Irã desafia ultimato de Trump e anuncia nova ordem para o Estreito de Ormuz
Em meio a um ultimato do presidente dos Estados Unidos, Donald Trump, a Marinha da Guarda Revolucionária Islâmica do Irã (IRGC) desafiou publicamente as ameaças estadunidenses. Em comunicado divulgado nas redes sociais no domingo, 5 de abril de 2026, a IRGC afirmou que o Estreito de Ormuz "jamais voltará a ser como era, especialmente para os EUA e Israel". A declaração surge como resposta direta às exigências de Trump para a reabertura do estreito, que está fechado desde o início dos conflitos na região.
Preparações para uma nova ordem no Golfo Pérsico
A IRGC anunciou que está concluindo os preparativos operacionais para estabelecer uma nova ordem no Golfo Pérsico, com regras atualizadas para a passagem pelo Estreito de Ormuz. As autoridades iranianas defendem que essas regras serão definidas em parceria com Omã, sem interferência de potências estrangeiras. O estreito, por onde transitam aproximadamente 20% do petróleo e gás mundial, permanece fechado, permitindo apenas a passagem de navios autorizados por Teerã.
Ultimato de Trump e ameaças de retaliação
No domingo, Trump ameaçou lançar "o inferno" sobre o Irã caso o estreito não seja reaberto até terça-feira, 7 de abril. O presidente estadunidense tem feito declarações agressivas, incluindo ameaças de destruir o Irã "enquanto nação" e levar o país de volta à "Idade das Pedras" se não aceitarem as condições impostas por Washington para o fim da guerra. Essas condições incluem o fim do programa nuclear pacífico do Irã e o desmantelamento de seu programa balístico, conforme um documento de 15 pontos circulado como proposta de Trump.

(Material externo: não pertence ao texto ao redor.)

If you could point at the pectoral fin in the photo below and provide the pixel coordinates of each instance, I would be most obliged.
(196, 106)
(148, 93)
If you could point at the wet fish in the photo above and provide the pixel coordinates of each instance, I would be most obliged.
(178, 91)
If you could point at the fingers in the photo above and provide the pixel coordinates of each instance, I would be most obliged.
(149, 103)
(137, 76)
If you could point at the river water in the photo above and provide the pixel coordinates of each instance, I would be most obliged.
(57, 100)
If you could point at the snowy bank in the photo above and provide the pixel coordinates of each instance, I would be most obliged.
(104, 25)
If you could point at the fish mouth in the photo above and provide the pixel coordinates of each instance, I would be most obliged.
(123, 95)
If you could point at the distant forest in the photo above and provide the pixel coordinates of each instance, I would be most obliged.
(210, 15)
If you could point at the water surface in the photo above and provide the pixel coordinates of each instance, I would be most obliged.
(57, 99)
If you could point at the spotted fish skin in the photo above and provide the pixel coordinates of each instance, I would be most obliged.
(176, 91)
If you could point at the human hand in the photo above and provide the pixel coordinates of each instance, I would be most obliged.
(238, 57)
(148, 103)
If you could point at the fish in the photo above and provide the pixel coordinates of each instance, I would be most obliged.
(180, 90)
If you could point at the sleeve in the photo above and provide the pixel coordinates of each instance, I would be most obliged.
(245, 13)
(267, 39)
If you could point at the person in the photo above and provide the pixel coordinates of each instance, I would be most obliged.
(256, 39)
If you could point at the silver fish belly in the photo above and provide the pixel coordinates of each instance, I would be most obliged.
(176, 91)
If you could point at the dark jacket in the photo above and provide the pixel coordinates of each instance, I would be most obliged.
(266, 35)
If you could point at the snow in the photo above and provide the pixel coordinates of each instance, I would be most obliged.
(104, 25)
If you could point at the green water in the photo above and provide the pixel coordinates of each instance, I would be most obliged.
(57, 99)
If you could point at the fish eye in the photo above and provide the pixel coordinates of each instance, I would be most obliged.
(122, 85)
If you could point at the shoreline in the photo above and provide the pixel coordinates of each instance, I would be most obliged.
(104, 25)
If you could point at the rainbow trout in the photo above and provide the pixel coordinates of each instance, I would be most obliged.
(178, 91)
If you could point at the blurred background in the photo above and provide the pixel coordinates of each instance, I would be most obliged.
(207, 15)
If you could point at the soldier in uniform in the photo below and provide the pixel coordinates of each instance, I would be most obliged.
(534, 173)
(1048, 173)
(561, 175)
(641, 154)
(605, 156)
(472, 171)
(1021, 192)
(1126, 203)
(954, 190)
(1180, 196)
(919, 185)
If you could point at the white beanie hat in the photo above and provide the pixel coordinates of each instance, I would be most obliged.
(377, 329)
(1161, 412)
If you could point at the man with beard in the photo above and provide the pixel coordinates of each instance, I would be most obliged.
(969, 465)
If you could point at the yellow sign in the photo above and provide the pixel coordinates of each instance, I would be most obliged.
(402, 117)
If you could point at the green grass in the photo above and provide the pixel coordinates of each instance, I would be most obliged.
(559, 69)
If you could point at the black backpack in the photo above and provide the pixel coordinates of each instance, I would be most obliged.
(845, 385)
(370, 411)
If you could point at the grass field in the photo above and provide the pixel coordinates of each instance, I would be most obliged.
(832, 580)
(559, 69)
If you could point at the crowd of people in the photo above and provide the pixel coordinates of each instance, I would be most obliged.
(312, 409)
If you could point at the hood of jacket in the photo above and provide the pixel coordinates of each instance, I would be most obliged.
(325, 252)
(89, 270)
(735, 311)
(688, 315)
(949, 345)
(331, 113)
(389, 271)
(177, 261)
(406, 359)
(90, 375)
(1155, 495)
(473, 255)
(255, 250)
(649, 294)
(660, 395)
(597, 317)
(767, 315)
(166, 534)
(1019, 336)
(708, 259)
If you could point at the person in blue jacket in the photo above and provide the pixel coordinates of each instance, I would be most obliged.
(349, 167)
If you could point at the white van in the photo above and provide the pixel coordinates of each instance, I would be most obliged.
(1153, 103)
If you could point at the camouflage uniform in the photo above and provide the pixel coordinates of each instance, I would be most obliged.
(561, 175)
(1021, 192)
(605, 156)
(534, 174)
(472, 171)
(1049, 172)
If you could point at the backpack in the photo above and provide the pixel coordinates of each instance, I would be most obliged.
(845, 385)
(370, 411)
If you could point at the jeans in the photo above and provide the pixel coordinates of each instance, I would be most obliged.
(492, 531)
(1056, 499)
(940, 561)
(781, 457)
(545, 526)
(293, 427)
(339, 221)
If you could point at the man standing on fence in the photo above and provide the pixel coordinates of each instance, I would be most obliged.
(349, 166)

Rejeição iraniana às propostas dos EUA
Em coletiva de imprensa na segunda-feira, 7 de abril, o porta-voz do Ministério das Relações Exteriores do Irã, Esmaeil Baghaei, rejeitou as propostas estadunidenses, classificando-as como "altamente excessivas, incomuns e ilógicas". O Irã exige compensação financeira pelos danos causados pelos ataques, a retirada definitiva das bases militares dos EUA da região e um fim permanente da guerra, incluindo as frentes de combate no Líbano e na Faixa de Gaza.
Declarações militares e ataques recentes
O porta-voz do Exército iraniano, brigadeiro-general Mohammad Akraminia, afirmou em comunicado que é necessário levar o inimigo a um "arrependimento genuíno" para evitar futuros conflitos. Ele declarou que os EUA falharam em alcançar seus objetivos nesta fase da guerra e foram derrotados. Além disso, o porta-voz do Quartel-General Khatam al-Anbiya, Ibrahim Zulfiqari, anunciou a 98ª onda de ataques do Irã contra instalações ligadas a Israel e EUA no Oriente Médio, incluindo um navio porta-contêineres e locais estratégicos em Tel Aviv, Haifa, Be’er Sheva e Bat Hafer.
Assassinato de alto dirigente militar
O Irã confirmou o assassinato do chefe da inteligência da IRGC, brigadeiro-general Seyed Majid Khademi, em um ataque aéreo israelense em Teerã. Este incidente aumenta as tensões na região, com o Irã alertando que quaisquer ataques a alvos civis serão respondidos com medidas severas contra os interesses do inimigo. Zulfiqari advertiu que, se os ataques persistirem, as operações ofensivas iranianas serão intensificadas, causando perdas multiplicadas para o adversário.